The numbers argument is again skewing things. Clemson has a lot more players drafted higher, and a lot more guys that actually play in the NFL vs just making the team. None of our guys actually play.

Rayshawn Jenkins has been our only DB who's played at Miami since 2010 who's been a starting DB in NFL. Maybe Artie Burns if you're being generous. We've been pretty bad at DB.

Correct; let’s take this into consideration to add context to your point:

@DMoney highlighted how many total draft picks over the past 5 seasons. Miami was at 29 & Clemson was at 27.

Out of our 29 picks, 14% were day 1 / 2 picks, while 86% were day 3 picks.

Out of Clemson’s 27 picks, 59% were day 1 / 2 picks, while 41% were day 3 picks.

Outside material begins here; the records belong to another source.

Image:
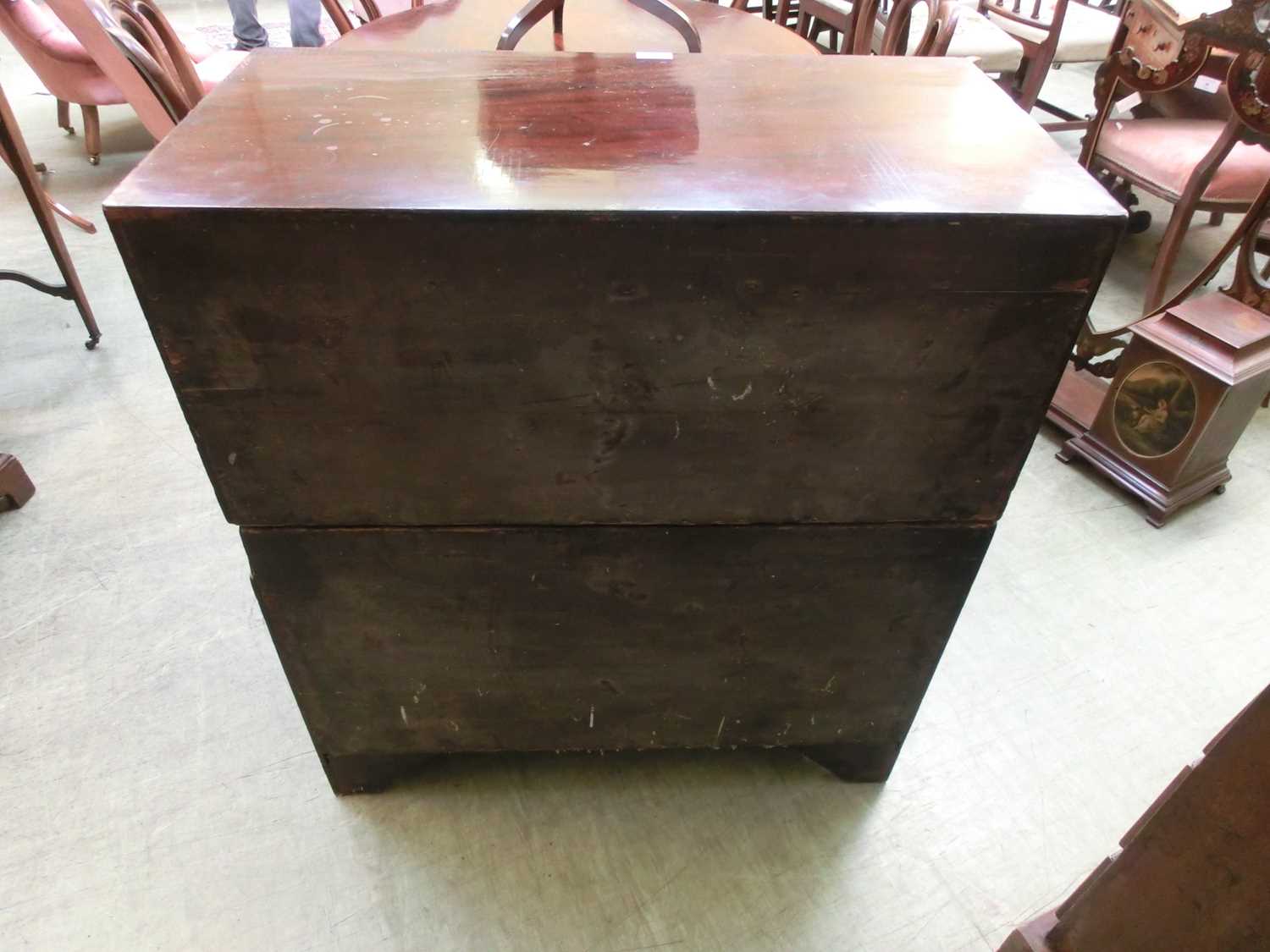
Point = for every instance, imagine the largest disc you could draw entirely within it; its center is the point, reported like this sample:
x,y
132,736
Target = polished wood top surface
x,y
343,129
589,27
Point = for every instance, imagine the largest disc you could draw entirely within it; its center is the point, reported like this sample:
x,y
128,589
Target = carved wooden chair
x,y
47,40
535,10
1214,165
838,17
973,35
145,23
361,12
1052,33
911,27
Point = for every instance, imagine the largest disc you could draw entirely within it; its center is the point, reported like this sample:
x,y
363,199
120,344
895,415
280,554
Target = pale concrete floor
x,y
157,789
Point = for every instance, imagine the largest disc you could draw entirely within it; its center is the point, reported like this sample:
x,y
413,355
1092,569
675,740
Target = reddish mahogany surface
x,y
589,25
612,134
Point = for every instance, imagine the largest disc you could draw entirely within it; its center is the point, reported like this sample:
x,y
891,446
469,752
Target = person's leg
x,y
305,22
246,28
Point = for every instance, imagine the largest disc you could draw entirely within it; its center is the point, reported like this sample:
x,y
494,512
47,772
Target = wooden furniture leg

Now, in terms of position, why are CBs staying away from us? In the past 5 years, Clemson, as a comparison, have had 4 CBs drafted w/in the first 2 days in the past 5 years. The U? 0. In general, we’ve had 2 CBs drafted overall, during this span...sadly, not one have been a Richt/Diaz recruit.

We’ve not had a WR, RB, LB, DT, QB, or DB drafted in the first 2 days in the past 5 yrs. That’s freggin mind boggling bro! Here? Where RBs, LBs, DBs, & WRs are grown on trees from birth?? Our highest picks have been 3 DEs, and a TE. That’s freggin unbelievable.

Yet, we wonder why kids r going elsewhere. No, it’s not just the bags; it’s because we aren’t getting these guys paid at the next level. The NFL is a grind. Day 1 & 2 guys WILL ALWAYS get 1st priority. Round 4 will be on the precipice of a priority, but from rounds 5-7, if u don’t impress or be a dog, u’ll find urself easily bouncing from team to team, auditioning.